Early-onset neonatal sepsis can result in considerable morbidity and mortality in as many as 18 percent of affected newborns. A concerted effort by public health officials and clinicians caring for pregnant patients and their newborns resulted in a significant decline in early-onset neonatal sepsis in the 1990s. Rates among term newborns declined to near 0.1 percent. To reduce potential over testing and overtreating for an increasingly rare condition, many clinicians advocate for the use of the Early-Onset Sepsis Calculator, which demonstrated efficacy and safety in an initial before and after study. A previously published systematic review found this calculator reduced the need for empiric antibiotics by a relative risk reduction of 55 percent, seemingly without missing cases of early-onset neonatal sepsis.

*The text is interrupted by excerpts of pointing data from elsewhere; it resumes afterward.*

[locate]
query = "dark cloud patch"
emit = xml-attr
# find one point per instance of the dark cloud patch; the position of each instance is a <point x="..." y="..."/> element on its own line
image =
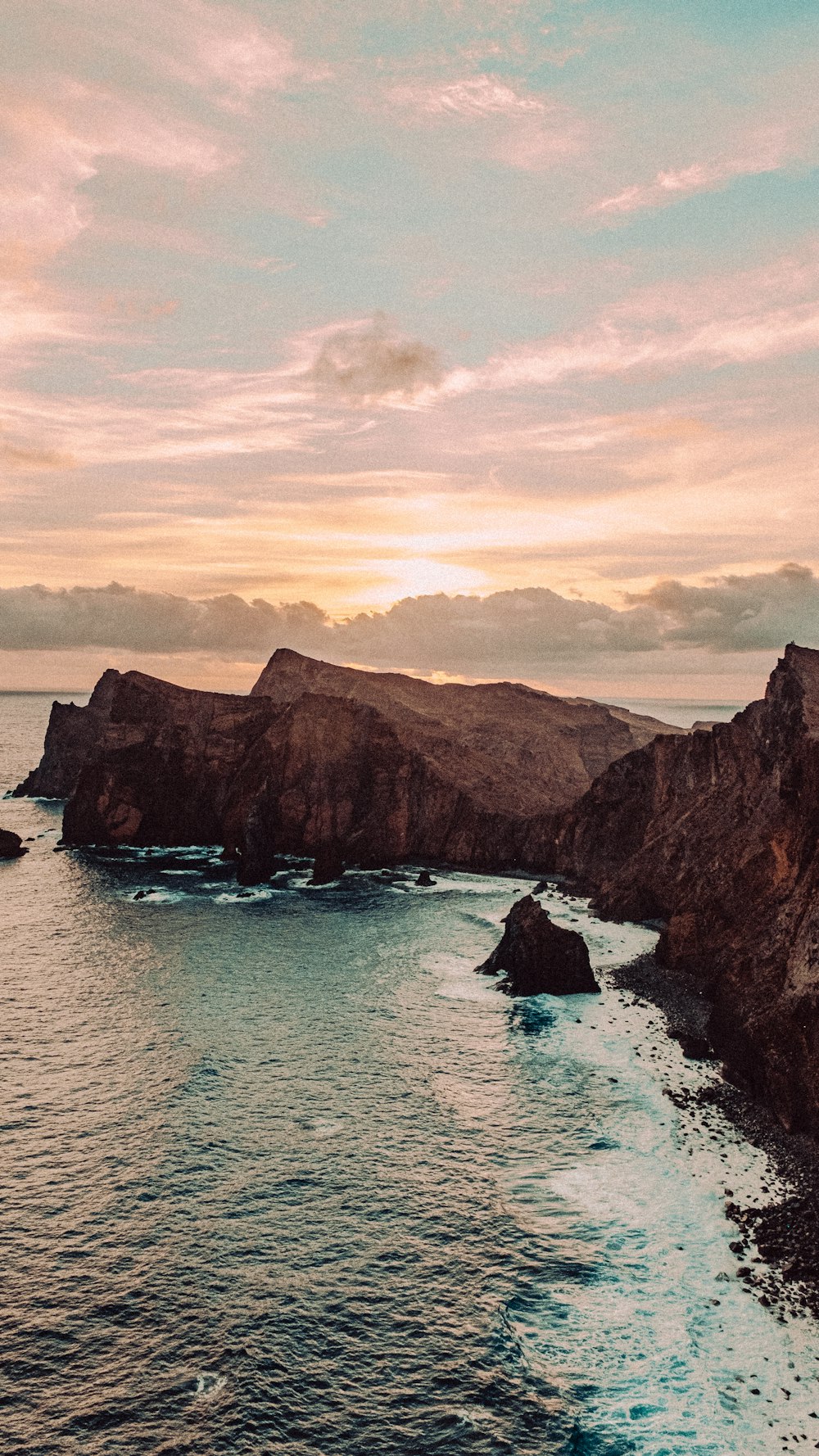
<point x="510" y="634"/>
<point x="35" y="617"/>
<point x="370" y="361"/>
<point x="740" y="613"/>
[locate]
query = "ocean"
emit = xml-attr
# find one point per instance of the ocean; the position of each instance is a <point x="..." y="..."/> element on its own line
<point x="282" y="1173"/>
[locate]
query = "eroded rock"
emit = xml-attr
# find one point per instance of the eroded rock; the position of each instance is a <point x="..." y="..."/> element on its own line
<point x="11" y="845"/>
<point x="538" y="956"/>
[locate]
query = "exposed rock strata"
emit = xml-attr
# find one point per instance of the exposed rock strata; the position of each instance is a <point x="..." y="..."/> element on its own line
<point x="11" y="845"/>
<point x="381" y="767"/>
<point x="73" y="735"/>
<point x="717" y="834"/>
<point x="538" y="956"/>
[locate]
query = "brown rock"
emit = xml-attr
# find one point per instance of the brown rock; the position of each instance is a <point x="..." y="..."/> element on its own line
<point x="72" y="737"/>
<point x="328" y="866"/>
<point x="717" y="836"/>
<point x="11" y="845"/>
<point x="540" y="956"/>
<point x="383" y="766"/>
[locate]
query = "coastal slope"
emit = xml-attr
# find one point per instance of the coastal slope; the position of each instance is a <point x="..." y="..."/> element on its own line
<point x="376" y="767"/>
<point x="716" y="834"/>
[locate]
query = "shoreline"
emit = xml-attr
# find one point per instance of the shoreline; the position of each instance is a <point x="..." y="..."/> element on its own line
<point x="777" y="1244"/>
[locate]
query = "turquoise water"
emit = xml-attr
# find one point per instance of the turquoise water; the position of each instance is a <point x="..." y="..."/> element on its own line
<point x="282" y="1173"/>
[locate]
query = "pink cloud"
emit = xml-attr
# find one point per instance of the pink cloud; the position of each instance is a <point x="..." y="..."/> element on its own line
<point x="748" y="316"/>
<point x="767" y="151"/>
<point x="475" y="97"/>
<point x="523" y="130"/>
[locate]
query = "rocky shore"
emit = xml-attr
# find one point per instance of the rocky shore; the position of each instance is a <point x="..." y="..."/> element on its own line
<point x="713" y="833"/>
<point x="716" y="834"/>
<point x="777" y="1241"/>
<point x="366" y="767"/>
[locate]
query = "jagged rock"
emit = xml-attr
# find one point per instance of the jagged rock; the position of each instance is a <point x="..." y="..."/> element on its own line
<point x="11" y="845"/>
<point x="716" y="834"/>
<point x="538" y="956"/>
<point x="328" y="866"/>
<point x="388" y="767"/>
<point x="72" y="737"/>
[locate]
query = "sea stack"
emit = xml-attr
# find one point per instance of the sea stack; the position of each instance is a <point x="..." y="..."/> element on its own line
<point x="717" y="836"/>
<point x="538" y="956"/>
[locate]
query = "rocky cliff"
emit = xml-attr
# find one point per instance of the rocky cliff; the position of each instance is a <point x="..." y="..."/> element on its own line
<point x="73" y="733"/>
<point x="717" y="834"/>
<point x="536" y="956"/>
<point x="373" y="767"/>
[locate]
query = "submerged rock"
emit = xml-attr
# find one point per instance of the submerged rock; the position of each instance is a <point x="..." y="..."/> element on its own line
<point x="11" y="845"/>
<point x="538" y="956"/>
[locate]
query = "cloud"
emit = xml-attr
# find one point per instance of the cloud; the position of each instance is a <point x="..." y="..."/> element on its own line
<point x="523" y="130"/>
<point x="228" y="52"/>
<point x="527" y="632"/>
<point x="475" y="97"/>
<point x="369" y="361"/>
<point x="740" y="318"/>
<point x="699" y="177"/>
<point x="740" y="613"/>
<point x="37" y="617"/>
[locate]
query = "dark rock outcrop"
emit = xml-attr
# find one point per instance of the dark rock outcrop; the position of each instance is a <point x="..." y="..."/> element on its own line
<point x="538" y="956"/>
<point x="716" y="834"/>
<point x="72" y="737"/>
<point x="11" y="845"/>
<point x="383" y="767"/>
<point x="328" y="866"/>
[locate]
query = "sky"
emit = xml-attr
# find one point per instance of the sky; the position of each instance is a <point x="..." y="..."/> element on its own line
<point x="475" y="338"/>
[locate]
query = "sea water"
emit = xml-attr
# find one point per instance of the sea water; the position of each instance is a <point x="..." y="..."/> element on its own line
<point x="280" y="1173"/>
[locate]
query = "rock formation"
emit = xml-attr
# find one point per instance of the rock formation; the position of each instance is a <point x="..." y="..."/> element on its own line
<point x="73" y="733"/>
<point x="11" y="845"/>
<point x="379" y="767"/>
<point x="716" y="834"/>
<point x="538" y="956"/>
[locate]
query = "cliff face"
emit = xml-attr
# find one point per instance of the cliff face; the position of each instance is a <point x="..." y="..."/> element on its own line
<point x="717" y="834"/>
<point x="375" y="766"/>
<point x="73" y="733"/>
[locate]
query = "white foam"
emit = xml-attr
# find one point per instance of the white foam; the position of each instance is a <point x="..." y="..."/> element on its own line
<point x="659" y="1343"/>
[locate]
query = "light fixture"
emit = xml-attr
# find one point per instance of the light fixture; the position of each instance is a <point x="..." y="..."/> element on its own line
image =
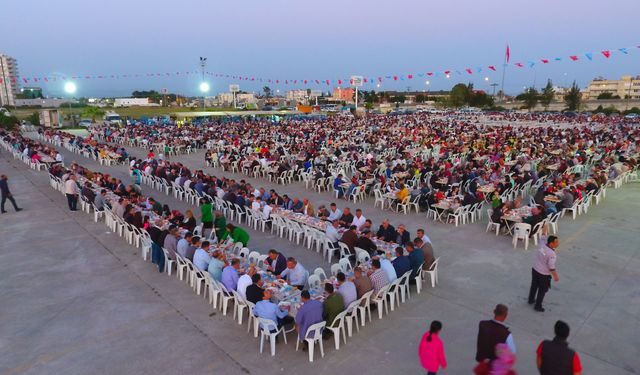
<point x="70" y="87"/>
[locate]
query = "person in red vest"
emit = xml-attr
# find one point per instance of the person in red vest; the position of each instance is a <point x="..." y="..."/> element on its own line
<point x="554" y="357"/>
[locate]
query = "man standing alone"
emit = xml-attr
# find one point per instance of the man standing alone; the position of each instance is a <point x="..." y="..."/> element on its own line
<point x="71" y="191"/>
<point x="6" y="194"/>
<point x="544" y="266"/>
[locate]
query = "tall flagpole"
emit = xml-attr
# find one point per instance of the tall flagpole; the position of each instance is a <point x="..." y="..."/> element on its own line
<point x="504" y="69"/>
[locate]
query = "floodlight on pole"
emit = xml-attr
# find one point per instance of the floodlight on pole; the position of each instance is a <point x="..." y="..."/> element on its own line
<point x="70" y="88"/>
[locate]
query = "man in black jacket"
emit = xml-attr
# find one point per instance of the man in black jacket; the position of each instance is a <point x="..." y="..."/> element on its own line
<point x="493" y="332"/>
<point x="6" y="194"/>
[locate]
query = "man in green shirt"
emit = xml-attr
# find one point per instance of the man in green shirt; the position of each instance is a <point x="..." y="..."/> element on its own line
<point x="237" y="234"/>
<point x="219" y="224"/>
<point x="206" y="215"/>
<point x="333" y="304"/>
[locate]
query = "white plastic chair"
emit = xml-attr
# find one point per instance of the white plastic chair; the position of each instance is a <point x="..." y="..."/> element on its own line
<point x="266" y="326"/>
<point x="313" y="335"/>
<point x="433" y="272"/>
<point x="521" y="231"/>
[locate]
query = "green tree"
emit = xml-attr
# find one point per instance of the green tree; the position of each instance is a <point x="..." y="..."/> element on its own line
<point x="267" y="91"/>
<point x="8" y="122"/>
<point x="547" y="94"/>
<point x="92" y="112"/>
<point x="573" y="97"/>
<point x="530" y="98"/>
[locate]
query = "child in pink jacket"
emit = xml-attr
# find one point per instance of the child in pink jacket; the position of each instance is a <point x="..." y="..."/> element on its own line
<point x="431" y="350"/>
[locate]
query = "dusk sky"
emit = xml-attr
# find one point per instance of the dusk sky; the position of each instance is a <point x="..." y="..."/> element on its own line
<point x="330" y="39"/>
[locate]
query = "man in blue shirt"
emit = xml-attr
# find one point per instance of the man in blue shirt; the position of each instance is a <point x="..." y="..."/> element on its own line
<point x="416" y="258"/>
<point x="268" y="310"/>
<point x="336" y="185"/>
<point x="401" y="264"/>
<point x="308" y="314"/>
<point x="230" y="275"/>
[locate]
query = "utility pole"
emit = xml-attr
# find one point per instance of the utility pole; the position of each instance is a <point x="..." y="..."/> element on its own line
<point x="203" y="64"/>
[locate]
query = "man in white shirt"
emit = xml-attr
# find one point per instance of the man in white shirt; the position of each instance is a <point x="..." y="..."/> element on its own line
<point x="334" y="213"/>
<point x="332" y="232"/>
<point x="266" y="211"/>
<point x="244" y="281"/>
<point x="420" y="233"/>
<point x="359" y="220"/>
<point x="201" y="257"/>
<point x="347" y="289"/>
<point x="71" y="191"/>
<point x="295" y="274"/>
<point x="387" y="267"/>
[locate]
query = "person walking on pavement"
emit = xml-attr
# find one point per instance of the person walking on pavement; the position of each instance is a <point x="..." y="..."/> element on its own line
<point x="493" y="332"/>
<point x="71" y="191"/>
<point x="6" y="194"/>
<point x="431" y="350"/>
<point x="554" y="357"/>
<point x="544" y="267"/>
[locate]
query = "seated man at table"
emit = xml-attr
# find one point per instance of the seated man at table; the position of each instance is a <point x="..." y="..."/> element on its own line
<point x="216" y="265"/>
<point x="427" y="252"/>
<point x="359" y="220"/>
<point x="387" y="267"/>
<point x="337" y="185"/>
<point x="276" y="262"/>
<point x="268" y="310"/>
<point x="347" y="289"/>
<point x="386" y="232"/>
<point x="254" y="291"/>
<point x="402" y="235"/>
<point x="334" y="213"/>
<point x="230" y="275"/>
<point x="378" y="277"/>
<point x="295" y="274"/>
<point x="333" y="304"/>
<point x="401" y="264"/>
<point x="244" y="281"/>
<point x="350" y="238"/>
<point x="237" y="234"/>
<point x="101" y="201"/>
<point x="346" y="218"/>
<point x="308" y="314"/>
<point x="362" y="282"/>
<point x="201" y="257"/>
<point x="171" y="241"/>
<point x="366" y="244"/>
<point x="416" y="258"/>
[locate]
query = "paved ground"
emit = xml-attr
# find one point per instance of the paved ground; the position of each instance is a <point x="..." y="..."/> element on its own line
<point x="76" y="298"/>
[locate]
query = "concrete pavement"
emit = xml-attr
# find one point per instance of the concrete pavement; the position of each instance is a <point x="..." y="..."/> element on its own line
<point x="76" y="298"/>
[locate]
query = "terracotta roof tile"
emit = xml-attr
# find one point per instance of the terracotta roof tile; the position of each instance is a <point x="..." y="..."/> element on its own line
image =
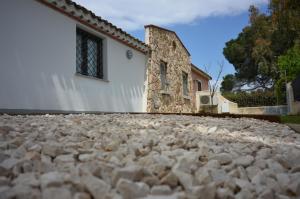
<point x="90" y="19"/>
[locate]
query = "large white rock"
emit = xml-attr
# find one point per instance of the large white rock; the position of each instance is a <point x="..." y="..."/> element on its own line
<point x="244" y="160"/>
<point x="56" y="193"/>
<point x="223" y="158"/>
<point x="52" y="179"/>
<point x="131" y="190"/>
<point x="131" y="172"/>
<point x="161" y="190"/>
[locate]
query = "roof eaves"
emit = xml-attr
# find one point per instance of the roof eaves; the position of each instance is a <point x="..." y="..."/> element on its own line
<point x="151" y="25"/>
<point x="87" y="17"/>
<point x="201" y="71"/>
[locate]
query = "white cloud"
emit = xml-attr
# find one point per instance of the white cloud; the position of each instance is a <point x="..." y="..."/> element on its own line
<point x="134" y="14"/>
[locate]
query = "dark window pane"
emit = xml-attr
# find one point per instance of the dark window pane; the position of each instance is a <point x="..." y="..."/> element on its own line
<point x="78" y="53"/>
<point x="185" y="83"/>
<point x="163" y="75"/>
<point x="199" y="86"/>
<point x="88" y="54"/>
<point x="91" y="58"/>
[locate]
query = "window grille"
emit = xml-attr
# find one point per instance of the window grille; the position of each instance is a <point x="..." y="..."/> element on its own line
<point x="89" y="54"/>
<point x="185" y="84"/>
<point x="199" y="86"/>
<point x="163" y="76"/>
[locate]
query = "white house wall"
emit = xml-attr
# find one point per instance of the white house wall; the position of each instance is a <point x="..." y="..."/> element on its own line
<point x="38" y="64"/>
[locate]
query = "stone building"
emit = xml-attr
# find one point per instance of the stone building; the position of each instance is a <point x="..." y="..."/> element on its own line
<point x="71" y="60"/>
<point x="170" y="87"/>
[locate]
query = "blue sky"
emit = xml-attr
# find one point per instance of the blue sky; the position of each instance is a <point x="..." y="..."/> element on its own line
<point x="206" y="38"/>
<point x="203" y="26"/>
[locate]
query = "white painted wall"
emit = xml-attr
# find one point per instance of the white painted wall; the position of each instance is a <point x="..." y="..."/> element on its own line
<point x="38" y="64"/>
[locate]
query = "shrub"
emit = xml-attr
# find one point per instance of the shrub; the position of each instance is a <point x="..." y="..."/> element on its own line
<point x="252" y="99"/>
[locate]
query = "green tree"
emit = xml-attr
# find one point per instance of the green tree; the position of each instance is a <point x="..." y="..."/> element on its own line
<point x="251" y="53"/>
<point x="289" y="68"/>
<point x="228" y="83"/>
<point x="255" y="53"/>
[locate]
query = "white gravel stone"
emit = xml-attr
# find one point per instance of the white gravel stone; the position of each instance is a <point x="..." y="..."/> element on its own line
<point x="161" y="190"/>
<point x="52" y="179"/>
<point x="122" y="155"/>
<point x="57" y="193"/>
<point x="223" y="158"/>
<point x="97" y="187"/>
<point x="244" y="160"/>
<point x="129" y="189"/>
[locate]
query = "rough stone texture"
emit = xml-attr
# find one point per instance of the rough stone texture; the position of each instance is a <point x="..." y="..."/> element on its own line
<point x="119" y="156"/>
<point x="165" y="46"/>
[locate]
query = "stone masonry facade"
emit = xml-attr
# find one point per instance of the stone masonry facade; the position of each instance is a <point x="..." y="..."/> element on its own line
<point x="165" y="46"/>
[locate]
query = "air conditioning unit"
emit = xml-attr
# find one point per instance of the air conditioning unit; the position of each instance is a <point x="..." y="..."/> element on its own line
<point x="205" y="100"/>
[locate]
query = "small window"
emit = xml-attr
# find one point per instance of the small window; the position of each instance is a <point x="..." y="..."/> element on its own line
<point x="163" y="75"/>
<point x="199" y="85"/>
<point x="174" y="45"/>
<point x="185" y="84"/>
<point x="89" y="59"/>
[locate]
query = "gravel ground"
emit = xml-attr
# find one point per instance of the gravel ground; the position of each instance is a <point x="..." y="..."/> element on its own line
<point x="147" y="156"/>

These same investigators conducted a follow-up systematic review and patient-level data meta-analysis of cohort studies published after the original derivation study. Studies of high-risk infants and studies without a single case of early-onset neonatal sepsis were excluded. The investigators included a total of 18 cohort studies, mostly from the United States, resulting in a population of more than 400,000 live births and a total of 234 cases of early-onset neonatal sepsis. Early-onset neonatal sepsis, defined as a newborn with a positive blood or cerebrospinal fluid culture within 72 hours of life, was most commonly caused by Group B streptococcus and Eschericia coli (51% and 16%, respectively). Overall risk of bias was assessed as high in 11 of 18 studies and the quality of evidence for the primary outcome of early-onset neonatal sepsis was low due to the retrospective nature. Using patient-level data, the Early-onset Neonatal Sepsis Calculator recommendations were determined at the population rate of 0.6 cases per 1,000 live births at initial assessment and 12 hours later. The Early-onset Neonatal Sepsis Calculator recommended routine care for 103 of 234 sepsis cases (44%, 95% CI 37.6%-50.6%) at initial assessment and 65 of 234 (27.8%, 95% CI 22.1%-34.0%) at 12 hours. Among the infants with early-onset neonatal sepsis who were clinically well-appearing or had a low-risk estimate on initial assessment, clinical illness occurred by 48 hours in 76.9 percent. A total of 31 infants remained clinically well and were diagnosed with early-onset neonatal sepsis by cultures obtained for other reasons.
Unnecessary antibiotic exposure early in life can increase bacterial resistance, disrupt the microbiome and has been associated with other long lasting effects including asthma. Excess testing and monitoring increases newborn length of stay and may increase parental anxiety and vulnerable child syndrome. The Kaiser Early-onset Neonatal Sepsis Calculator provides hard “numbers” and recommendations for further steps in management — a coveted tool. This meta-analysis questions whether this clinical decision support tool accurately stratifies infants, however. Limitations of this review include high risk of bias in most included studies and inclusion of retrospectively identified known early-onset neonatal sepsis cases. However, even among the prospective cohort data, a considerable number of babies with early-onset neonatal sepsis were recommended to have routine care at birth and 12 hours (40.0% and 23.3%, respectively). Also, data on true negatives were not reported, so the negative predictive value (NPV) of the calculator remains unknown. We’re guessing the NPV would have been very high. Although imperfect, these data appear to represent implementation of the Early-onset Neonatal Sepsis Calculator in the real world — where clinical judgment and patient factors vary considerably from the original design. The conservative clinician would take the Early-onset Neonatal Sepsis Calculator recommendations into account but carefully monitor for clinical change during the first two days of life.